The first balloons were launched on August 13, 1951 in an open field along the Czechoslovak border. This test operation, known as the “Winds of Freedom,” was on an experimental stand-alone basis, i.e., the launching of the balloons was not fully part of a coordinated programming effort with Radio Free Europe broadcasts. The Free Europe Press printed up millions of propaganda leaflets to be launched. The leaflets contained such slogans as "A new hope is stirring," and "Friends of Freedom in other lands have found a new way to reach you." The schedule and frequencies of Radio Free Europe’s broadcasts to Czechoslovakia were on the reverse side of the leaflets.

Some of the balloons were carried away by the winds from Czechoslovakia into the East Germany (DDR) state of Saxony. Reportedly, two of the balloons were shot down by the “Peoples Police” near the cities of Chemnitz, Plauen, and Zwickau.

The leaflets were written in Czech and gave the broadcasting schedules of Radio Free Europe. Most of the population in the area did not read Czech so the East Germans decided to use the balloons and leaflets in the ongoing anti-American propaganda.

It so happens that in the summer of 1951, East Germany began the annual “voluntary” search campaign through out the country for Colorado beetles that threatened the potato fields. Now East German propaganda warned in posters about the ingenious American way of sending thousands of Colorado beetles in small bags attached to the balloons that would burst open upon landing and destroy the potato fields. 

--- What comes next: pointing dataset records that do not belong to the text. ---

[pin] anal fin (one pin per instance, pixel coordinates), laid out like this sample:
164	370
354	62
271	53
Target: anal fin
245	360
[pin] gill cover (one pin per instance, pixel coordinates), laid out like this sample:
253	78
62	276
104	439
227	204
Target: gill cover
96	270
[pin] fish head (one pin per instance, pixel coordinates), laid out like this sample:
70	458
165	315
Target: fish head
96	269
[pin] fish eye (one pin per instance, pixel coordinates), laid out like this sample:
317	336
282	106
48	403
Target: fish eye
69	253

On Sunday, September 23, 1951, over 200,000 “volunteers”, including school-aged children, from 57 communities began searching for the balloon beetles in the potato fields.  Authorities announced that 26,000 “American” Colorado beetles had been found. The anti-American Sunday campaign was announced as so “successful” that they would continue each Sunday until the harvest was completed as a symbol for the anti-American demonstrations.

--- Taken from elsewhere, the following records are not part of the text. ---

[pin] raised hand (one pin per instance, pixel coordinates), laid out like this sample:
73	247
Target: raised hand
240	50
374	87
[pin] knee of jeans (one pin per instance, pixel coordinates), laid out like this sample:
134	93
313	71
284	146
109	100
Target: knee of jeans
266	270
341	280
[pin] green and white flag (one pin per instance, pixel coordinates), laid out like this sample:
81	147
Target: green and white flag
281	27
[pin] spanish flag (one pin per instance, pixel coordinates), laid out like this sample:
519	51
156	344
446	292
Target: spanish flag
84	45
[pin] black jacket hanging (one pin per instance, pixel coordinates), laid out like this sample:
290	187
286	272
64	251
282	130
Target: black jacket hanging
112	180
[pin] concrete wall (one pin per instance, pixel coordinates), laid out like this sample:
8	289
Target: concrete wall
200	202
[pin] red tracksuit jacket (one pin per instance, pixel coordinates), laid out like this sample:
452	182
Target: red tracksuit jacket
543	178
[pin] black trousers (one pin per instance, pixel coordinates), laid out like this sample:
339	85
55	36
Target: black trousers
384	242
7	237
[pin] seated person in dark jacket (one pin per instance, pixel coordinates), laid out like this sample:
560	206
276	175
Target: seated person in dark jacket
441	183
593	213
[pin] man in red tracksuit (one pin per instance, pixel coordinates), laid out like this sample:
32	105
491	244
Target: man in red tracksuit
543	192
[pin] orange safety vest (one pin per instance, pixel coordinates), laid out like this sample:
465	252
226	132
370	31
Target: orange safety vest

Here are other examples of other anti-American posters that appeared in the DDR:

 

 Norbert Muhlen wrote in the February 1, 1953, issue of the magazine Commentary 

“Potato bugs” is the derisive label given to charges the Soviets level at America. For the “hate America” campaign had begun with the story that American planes had dropped Colorado beetles—an insect popularly called  “potato bug”—over East Germany in order to destroy her potato crop (and  also by way of training American aviators for germ warfare, and at the same time opening up a market for Wall Street’s insecticides). But the East Germans never spotted any bug-carrying American planes, and they soon learned the real reason why their potato fields were full of beetles, and why they were unable to get rid of them—unlike West Germany, which had also been visited by the pests. East German insect-control experts had been fired as non-Communists, and East Germany’s stocks of insecticide had been transferred to Poland on Russian orders. By 1952 people in East Germany were sentenced to jail just for muttering “potato bug.”

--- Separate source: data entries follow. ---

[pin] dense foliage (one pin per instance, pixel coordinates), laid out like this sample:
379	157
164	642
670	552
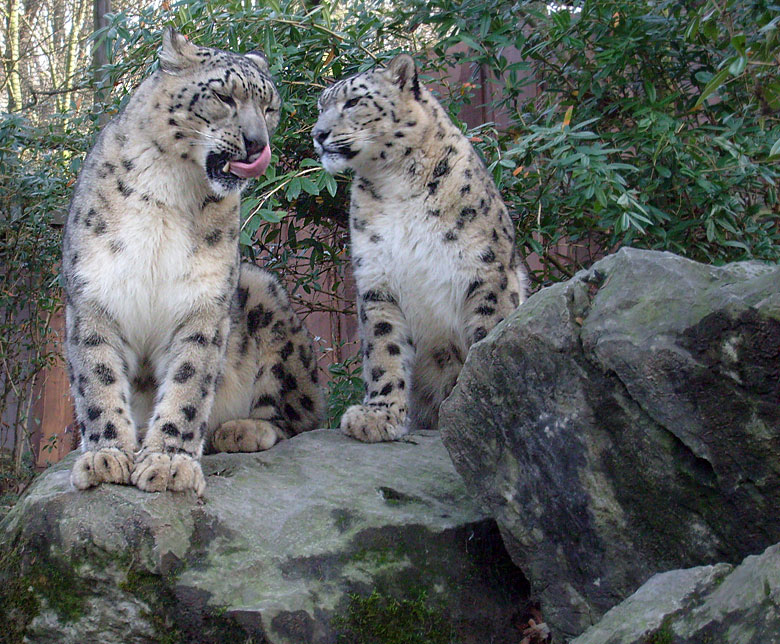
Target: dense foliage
645	122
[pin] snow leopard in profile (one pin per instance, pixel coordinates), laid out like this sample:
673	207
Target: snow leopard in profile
171	341
433	246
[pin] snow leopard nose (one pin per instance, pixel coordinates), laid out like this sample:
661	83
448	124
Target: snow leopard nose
320	135
253	146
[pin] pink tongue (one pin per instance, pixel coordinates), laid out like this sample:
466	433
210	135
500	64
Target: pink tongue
254	169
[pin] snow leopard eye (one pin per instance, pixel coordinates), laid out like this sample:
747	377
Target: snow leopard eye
227	100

The use of the Colorado beetle in propaganda appeared again in 1955, when the Czechoslovak newspaper Rude Pravo contained a commentary of one K. Vanek, who wrote, “For years and months the stream of slander spread by the heckling radio station FREE EUROPE proved that it serves one purpose: to disturb, to poison, to subvert … the subversive and espionage activities do not end … they include also sabotage in the economic sector, as for instance the spreading of the Colorado beetle.”

Erhard Geissler, identified as a German biological warfare expert said in a BBC World Service program of September 3, 2013: "The story was aimed at covering the government's own inability to fight the beetles, and provided a handy extra accusation to hurl at the Americans … the East German government did not believe the story themselves. They were not stupid. They had political convictions and they were concerned by the increasing danger of the developing Cold War, but I do not think they were stupid enough to believe their own propaganda. There is no factual basis for the story about the Yankee beetles at all."